When you start out looking for a mortgage you will soon realise that there are lots of different options available and each has advantages and disadvantages depending on your individual situation.
A fixed-rate mortgage means that your mortgage payments are going to stay the same for a set period of time. You can set the length of which you want to fix your payments for, typically this being 2, 3 or 5 years or longer. And no matter what happens to inflation, interest rates or the economy you know that your mortgage payment, usually your biggest outgoing, will not change.
A tracker mortgage means that your interest rate will track the Bank of England’s base rate. So in other words, the lender that you are with does not actually set the rate themselves, you will be paying a percentage above the Bank of England base rate. In an example, if the base rate is 1% and you are tracking at 1% above base rate, that means you will be paying a rate of 2%.

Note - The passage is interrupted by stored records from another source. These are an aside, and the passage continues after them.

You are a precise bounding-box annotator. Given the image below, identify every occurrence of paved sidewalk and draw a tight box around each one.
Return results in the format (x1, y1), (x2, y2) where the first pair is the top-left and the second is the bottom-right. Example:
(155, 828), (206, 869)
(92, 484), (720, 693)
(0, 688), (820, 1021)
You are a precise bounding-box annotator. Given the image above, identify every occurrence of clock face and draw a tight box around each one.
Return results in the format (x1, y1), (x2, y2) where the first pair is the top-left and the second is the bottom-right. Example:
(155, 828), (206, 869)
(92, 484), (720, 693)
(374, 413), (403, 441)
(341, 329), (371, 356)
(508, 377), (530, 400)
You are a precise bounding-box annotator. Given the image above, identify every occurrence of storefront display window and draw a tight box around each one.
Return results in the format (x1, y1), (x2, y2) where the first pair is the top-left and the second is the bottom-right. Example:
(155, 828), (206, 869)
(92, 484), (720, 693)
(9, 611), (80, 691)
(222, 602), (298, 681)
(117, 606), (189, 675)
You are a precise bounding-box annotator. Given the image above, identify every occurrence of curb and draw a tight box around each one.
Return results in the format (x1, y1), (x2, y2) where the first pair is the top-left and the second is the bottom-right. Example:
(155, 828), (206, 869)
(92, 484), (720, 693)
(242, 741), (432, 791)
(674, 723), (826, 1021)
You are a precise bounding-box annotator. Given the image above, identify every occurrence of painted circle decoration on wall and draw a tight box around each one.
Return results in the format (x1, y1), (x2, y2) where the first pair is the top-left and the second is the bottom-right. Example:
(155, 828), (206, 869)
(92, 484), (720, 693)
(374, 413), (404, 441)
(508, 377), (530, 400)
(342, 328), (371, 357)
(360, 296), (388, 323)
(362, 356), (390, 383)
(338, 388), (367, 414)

Back in the mid-2000s, these deals were very popular, as the rate you where tracking was a fraction above that of the base rate. These deals aren’t as attractive anymore, however always remember that it is a variable rate so if the Bank of England base rate goes up, your mortgage payments will also increase.
When you take out a repayment mortgage this means that each month you are paying capital and interest combined. So as long as you keep your payments going for the full length of the mortgage term, the mortgage balance is guaranteed to be paid off at the end and the property becomes yours. This is the most risk-free way to pay your capital back to the lender, in the early years it is mainly the interest that you are paying and your balance will reduce very slowly especially if you have taken out a 25, 30 or 35-year term. This situation switches in the last ten years or so of your mortgage where your payments are paying off more capital than interest and the balance will come down much faster.
Whilst many Buy to Let mortgages are set up on an interest-only basis, it is much more difficult to get a residential property on an interest-only basis. Back in the ’80s and 90’s how a mortgage would work is that you would take out an interest-only mortgage, a mortgage were you just pay the interest. And the idea was that you would take out a separate investment vehicle, such as an endowment policy or pension to pay the balance back at the end of the mortgage term.
Whether there is going to be enough money to pay the capital balance will depend on the performance of your investment vehicle. During the 2000s some of these investments didn’t perform as well as expected and some borrowers were left with a shortfall. It is much less likely for lenders to offer an interest only product now, however, there are certain circumstances where this can be an option if you are going to downsize when you are older or have other investments what you will use to pay the capital back. Lenders are very strict when it comes to offering these products now and the loan to values are a lot lower than back in the day.
With an offset mortgage, the lender will set you up a savings account to go alongside your mortgage account. How this works is that let’s say you have a mortgage balance of £100,000 and £20,000 is deposited into your savings account, you only pay interest on the difference, so in this case £80,000. This can be a very efficient way of managing your money, especially if you are a higher rate taxpayer. This also is a way of reducing the mortgage term because as that money is sitting in that savings account your mortgage term shrinks.
This mortgage option was popular in the late ’90s and early 2000s, it originated in Australia and became popular in the UK when introduced by lenders such as The Yorkshire Bank. Currently, this is not a very popular mortgage option, The reason for this is that people don’t save as much as they used to anymore, however in the right circumstances an offset can be the perfect solution.